The paramedics, who’d arrived four minutes after receiving the call, took over from there, transporting him in their ambulance to Little Company of Mary hospital. They were astonished at the scene they’d arrived to — what they call “a Good Samaritan” rescue, joined by the lifeguards quick response. It’s rare for them to arrive on a scene already so well handled.
Firefighter paramedic Rudy Mejia kept asking, only half joking, “Is that it guys?”
MBFD Capt. Tom Desmond noted that the incident showed how simple hands-only compression CPR can make the difference between life and death.
“It’s a perfect example of someone being able to help out, and then the lifeguards get there and we had a good outcome,” Desmond said. “A total save. We don’t get enough of those.”

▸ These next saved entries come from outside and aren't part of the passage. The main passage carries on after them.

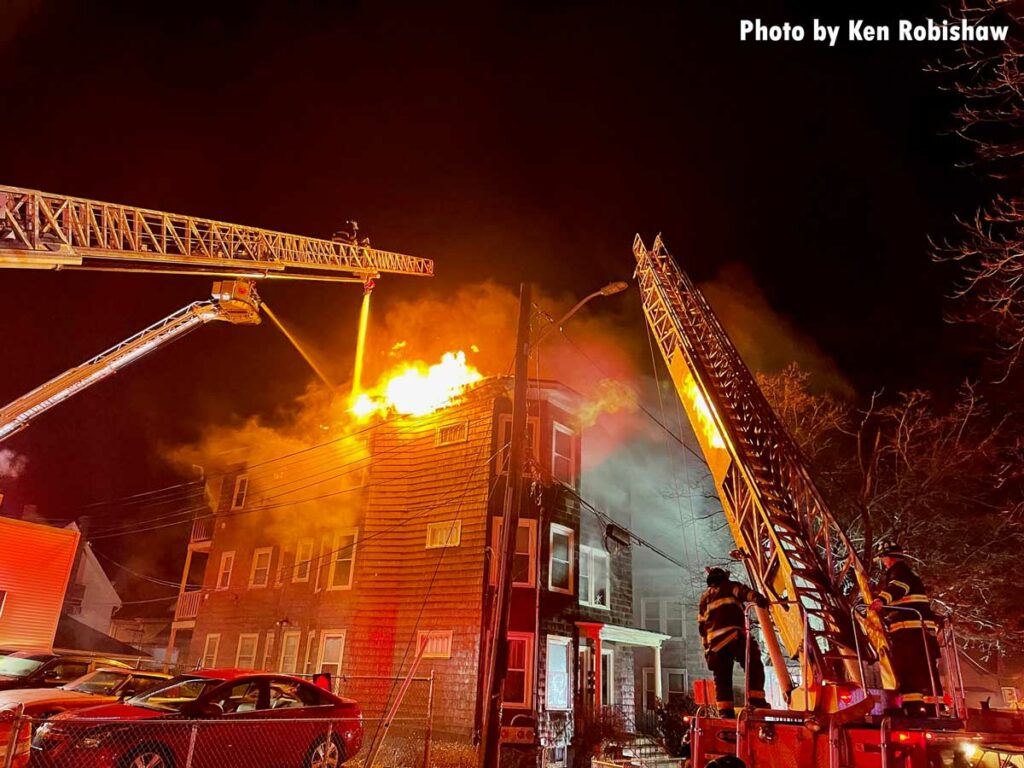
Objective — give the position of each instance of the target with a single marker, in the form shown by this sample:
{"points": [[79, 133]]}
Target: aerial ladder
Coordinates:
{"points": [[796, 553], [40, 230]]}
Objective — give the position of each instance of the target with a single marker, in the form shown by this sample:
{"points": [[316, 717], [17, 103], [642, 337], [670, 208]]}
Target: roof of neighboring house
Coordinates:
{"points": [[75, 636]]}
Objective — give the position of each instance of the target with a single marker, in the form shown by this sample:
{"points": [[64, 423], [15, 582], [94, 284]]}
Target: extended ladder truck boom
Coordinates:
{"points": [[797, 554], [233, 301], [42, 230]]}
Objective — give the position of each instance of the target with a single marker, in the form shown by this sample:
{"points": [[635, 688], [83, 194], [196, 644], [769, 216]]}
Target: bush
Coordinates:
{"points": [[672, 726]]}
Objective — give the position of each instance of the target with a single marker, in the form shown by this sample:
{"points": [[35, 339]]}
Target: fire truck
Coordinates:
{"points": [[830, 654]]}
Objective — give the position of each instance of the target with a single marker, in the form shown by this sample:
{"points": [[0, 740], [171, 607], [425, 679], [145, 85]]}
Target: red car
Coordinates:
{"points": [[208, 719]]}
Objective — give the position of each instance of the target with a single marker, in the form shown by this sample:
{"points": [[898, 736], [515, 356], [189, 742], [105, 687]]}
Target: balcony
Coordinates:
{"points": [[202, 534], [187, 607]]}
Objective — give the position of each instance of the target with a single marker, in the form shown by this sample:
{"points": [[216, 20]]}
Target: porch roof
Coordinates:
{"points": [[627, 635]]}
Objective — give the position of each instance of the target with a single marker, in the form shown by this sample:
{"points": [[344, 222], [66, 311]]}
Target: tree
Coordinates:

As the ambulance left and crowd dispersed, somebody said to Donatucci, “Wow. That was f…king sick.”
Donatucci went back to the beach and played volleyball. It didn’t really sink in what had happened til he got home that afternoon, when he suddenly felt totally exhausted.
“It was like, ‘Holy crap, what just happened?” he recalled.
At the hospital, American Martyrs Monsignor John Barry helped DeCoste’s wife Julie piece together exactly what had happened. The Donatucci family are also parishioners. She called Donatucci’s mother, who she’d known 20 years.
“Was that your Matthew who just saved my husband’s life?” she asked.
“We are just so grateful to him, and for the innocent bystanders who got Matt’s attention, and the lifeguards, and the fire department — they all went above and beyond and saved my husband’s life. And kudos to El Camino College for teaching CPR,” DeCoste said. “We are speechless. There are just not words enough.”
On June 6, Donatucci, the DeCostes, the lifeguards, and the firefighter paramedics all met back at the scene of the save. DeCoste, who has returned to work and that day had walked the family dog a mile and a quarter, looked up at Donatucci, who is 6-foot-5.
“Did you get an ‘A’ in that first aid class?” he asked.
The lifeguards reminded him of his first words after returning to life. “I was just jogging and laid down to take a rest,” he’d told them.
“So,” DeCoste said, “I was wrong about that.”
By coincidence, June 1 to 7 is National CPR Awareness Week.
“It was a true team effort,” said Crum. “One of our core values in the LA County Fire Department is teamwork, and it’s not just among our lifeguard division, it’s amongst the public, and Manhattan Beach Fire, and each other… Everybody just did everything, and it just worked out.”